Pour les besoins de leur étude, l'équipe de recherche a cherché à déterminer si les micro-organismes pouvaient survivre dans les types de conditions présentes sur Mars. Pour répondre à cette question, l'équipe s'est rendue dans le désert d'Atacama au Chili, une bande de 1000 km (620 mi) de terre sur la côte ouest de l'Amérique du Sud. Avec une pluviométrie moyenne d'à peine 1 à 3 mm (0,04 à 0,12 pouces) par an, le désert d'Atacama est connu comme l'endroit non polaire le plus sec du monde.
Cependant, le désert d'Atacama n'est pas uniformément sec et connaît différents niveaux de précipitations en fonction de la latitude. De l'extrémité sud à l'extrémité nord, les précipitations annuelles passent de quelques millimètres de pluie par an à seulement quelques millimètres de pluie par décennie.
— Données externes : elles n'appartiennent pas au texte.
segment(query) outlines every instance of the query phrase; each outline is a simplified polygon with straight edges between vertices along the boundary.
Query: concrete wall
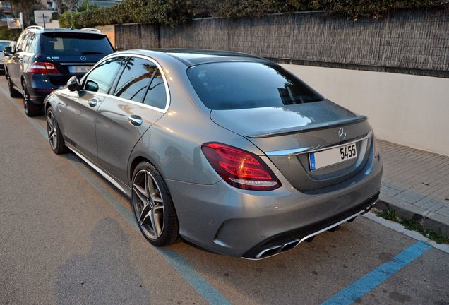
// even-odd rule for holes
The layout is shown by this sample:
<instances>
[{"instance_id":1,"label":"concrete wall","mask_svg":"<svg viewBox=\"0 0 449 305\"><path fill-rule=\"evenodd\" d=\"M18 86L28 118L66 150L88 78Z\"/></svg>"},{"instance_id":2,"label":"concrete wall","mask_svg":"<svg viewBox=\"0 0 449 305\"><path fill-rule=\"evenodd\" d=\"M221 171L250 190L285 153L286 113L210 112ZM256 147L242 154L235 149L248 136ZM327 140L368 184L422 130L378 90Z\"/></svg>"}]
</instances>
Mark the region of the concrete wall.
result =
<instances>
[{"instance_id":1,"label":"concrete wall","mask_svg":"<svg viewBox=\"0 0 449 305\"><path fill-rule=\"evenodd\" d=\"M283 64L383 140L449 156L449 78Z\"/></svg>"}]
</instances>

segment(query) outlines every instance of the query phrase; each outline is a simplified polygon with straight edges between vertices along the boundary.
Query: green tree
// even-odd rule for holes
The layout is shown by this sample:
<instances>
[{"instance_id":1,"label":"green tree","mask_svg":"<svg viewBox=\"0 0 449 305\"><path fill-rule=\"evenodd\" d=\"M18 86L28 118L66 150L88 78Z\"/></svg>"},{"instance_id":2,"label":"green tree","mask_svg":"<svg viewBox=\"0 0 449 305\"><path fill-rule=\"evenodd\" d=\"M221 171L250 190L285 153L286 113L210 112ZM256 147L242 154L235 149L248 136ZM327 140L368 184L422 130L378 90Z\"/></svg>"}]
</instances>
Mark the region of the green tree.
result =
<instances>
[{"instance_id":1,"label":"green tree","mask_svg":"<svg viewBox=\"0 0 449 305\"><path fill-rule=\"evenodd\" d=\"M64 4L67 6L67 11L69 12L76 11L78 1L78 0L64 0Z\"/></svg>"},{"instance_id":2,"label":"green tree","mask_svg":"<svg viewBox=\"0 0 449 305\"><path fill-rule=\"evenodd\" d=\"M58 14L61 15L64 11L64 4L62 3L62 0L56 0L56 4Z\"/></svg>"}]
</instances>

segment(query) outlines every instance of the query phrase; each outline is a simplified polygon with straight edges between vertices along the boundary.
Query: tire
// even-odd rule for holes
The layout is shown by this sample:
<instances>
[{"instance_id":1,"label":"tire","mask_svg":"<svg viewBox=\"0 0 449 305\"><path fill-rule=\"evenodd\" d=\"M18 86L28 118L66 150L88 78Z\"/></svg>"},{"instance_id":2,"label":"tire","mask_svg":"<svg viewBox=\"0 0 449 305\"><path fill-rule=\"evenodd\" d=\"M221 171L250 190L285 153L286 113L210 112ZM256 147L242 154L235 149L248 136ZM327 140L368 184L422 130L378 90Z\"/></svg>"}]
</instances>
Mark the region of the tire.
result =
<instances>
[{"instance_id":1,"label":"tire","mask_svg":"<svg viewBox=\"0 0 449 305\"><path fill-rule=\"evenodd\" d=\"M156 246L174 244L179 234L176 213L164 179L150 162L136 167L132 193L134 215L143 236Z\"/></svg>"},{"instance_id":2,"label":"tire","mask_svg":"<svg viewBox=\"0 0 449 305\"><path fill-rule=\"evenodd\" d=\"M48 141L50 143L50 148L53 152L56 155L61 155L67 152L68 149L66 146L64 138L62 136L59 125L54 116L53 108L51 107L47 109L45 114L47 118L47 133L48 135Z\"/></svg>"},{"instance_id":3,"label":"tire","mask_svg":"<svg viewBox=\"0 0 449 305\"><path fill-rule=\"evenodd\" d=\"M36 104L31 102L30 93L24 81L22 82L22 96L23 97L23 109L28 116L36 116L44 114L44 105Z\"/></svg>"},{"instance_id":4,"label":"tire","mask_svg":"<svg viewBox=\"0 0 449 305\"><path fill-rule=\"evenodd\" d=\"M13 83L11 81L11 78L8 77L8 89L9 89L9 96L11 97L20 97L22 96L20 92L14 89L13 87Z\"/></svg>"}]
</instances>

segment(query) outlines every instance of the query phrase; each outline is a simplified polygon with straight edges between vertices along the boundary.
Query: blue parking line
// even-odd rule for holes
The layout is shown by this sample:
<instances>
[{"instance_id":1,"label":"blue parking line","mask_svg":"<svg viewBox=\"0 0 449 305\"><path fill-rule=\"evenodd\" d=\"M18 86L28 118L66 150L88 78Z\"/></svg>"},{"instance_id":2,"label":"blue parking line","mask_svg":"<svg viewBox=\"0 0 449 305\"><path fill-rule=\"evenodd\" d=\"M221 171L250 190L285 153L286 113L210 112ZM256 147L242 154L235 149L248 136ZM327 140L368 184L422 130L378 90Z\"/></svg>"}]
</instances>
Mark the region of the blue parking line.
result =
<instances>
[{"instance_id":1,"label":"blue parking line","mask_svg":"<svg viewBox=\"0 0 449 305\"><path fill-rule=\"evenodd\" d=\"M431 245L424 241L417 242L397 254L391 261L381 265L360 280L321 303L321 305L350 304L387 280L395 273L418 258L431 247Z\"/></svg>"},{"instance_id":2,"label":"blue parking line","mask_svg":"<svg viewBox=\"0 0 449 305\"><path fill-rule=\"evenodd\" d=\"M22 114L35 126L35 128L45 138L48 138L47 130L25 114L23 109L19 107L10 97L8 93L0 87L0 91L5 95L8 100L17 108ZM73 155L65 156L68 162L80 172L81 175L95 189L115 210L123 216L126 222L136 230L140 232L134 215L130 210L116 198L116 196L109 191L97 180L96 176L87 169L88 165L82 164ZM179 254L169 248L155 248L164 257L167 263L187 282L196 292L211 304L230 305L229 301L218 290L196 272Z\"/></svg>"}]
</instances>

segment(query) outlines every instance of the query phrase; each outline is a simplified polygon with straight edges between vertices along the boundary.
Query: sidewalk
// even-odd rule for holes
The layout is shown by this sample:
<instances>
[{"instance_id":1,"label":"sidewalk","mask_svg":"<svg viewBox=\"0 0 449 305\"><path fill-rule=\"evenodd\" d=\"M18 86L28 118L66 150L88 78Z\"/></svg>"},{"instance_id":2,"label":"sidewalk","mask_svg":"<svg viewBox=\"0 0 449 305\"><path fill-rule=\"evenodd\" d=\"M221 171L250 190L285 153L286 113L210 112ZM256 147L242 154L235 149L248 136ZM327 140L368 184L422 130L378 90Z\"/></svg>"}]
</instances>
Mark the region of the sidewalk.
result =
<instances>
[{"instance_id":1,"label":"sidewalk","mask_svg":"<svg viewBox=\"0 0 449 305\"><path fill-rule=\"evenodd\" d=\"M449 236L449 157L378 140L383 160L379 203L401 218Z\"/></svg>"}]
</instances>

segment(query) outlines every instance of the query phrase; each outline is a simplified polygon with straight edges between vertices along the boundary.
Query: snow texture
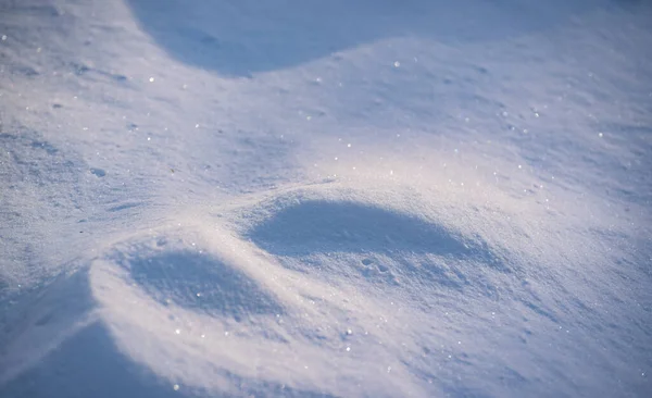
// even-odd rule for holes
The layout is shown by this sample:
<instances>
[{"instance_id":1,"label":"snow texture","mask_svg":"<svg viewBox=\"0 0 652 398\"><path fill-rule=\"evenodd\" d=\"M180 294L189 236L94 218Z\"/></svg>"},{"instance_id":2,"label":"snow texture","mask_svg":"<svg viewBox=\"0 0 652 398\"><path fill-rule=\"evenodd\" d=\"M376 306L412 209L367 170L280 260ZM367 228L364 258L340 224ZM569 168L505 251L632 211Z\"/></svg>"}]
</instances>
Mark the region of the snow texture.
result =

Cet environnement offre la possibilité de rechercher la vie à des niveaux de précipitations décroissants, permettant ainsi aux chercheurs d'imposer des contraintes sur la capacité de survie des micro-organismes.
C'est à l'extrémité nord du désert (dans ce qu'on appelle la région d'Antofagasta) que les conditions deviennent plus proches de Mars. Ici, les précipitations annuelles moyennes ne sont que de 1 mm par an, ce qui en fait une destination populaire pour les scientifiques qui cherchent à simuler un environnement martien. En plus de voir si les microbes pouvaient survivre dans ces conditions sèches, l'équipe a également cherché à déterminer s'ils étaient capables de croître et de se reproduire.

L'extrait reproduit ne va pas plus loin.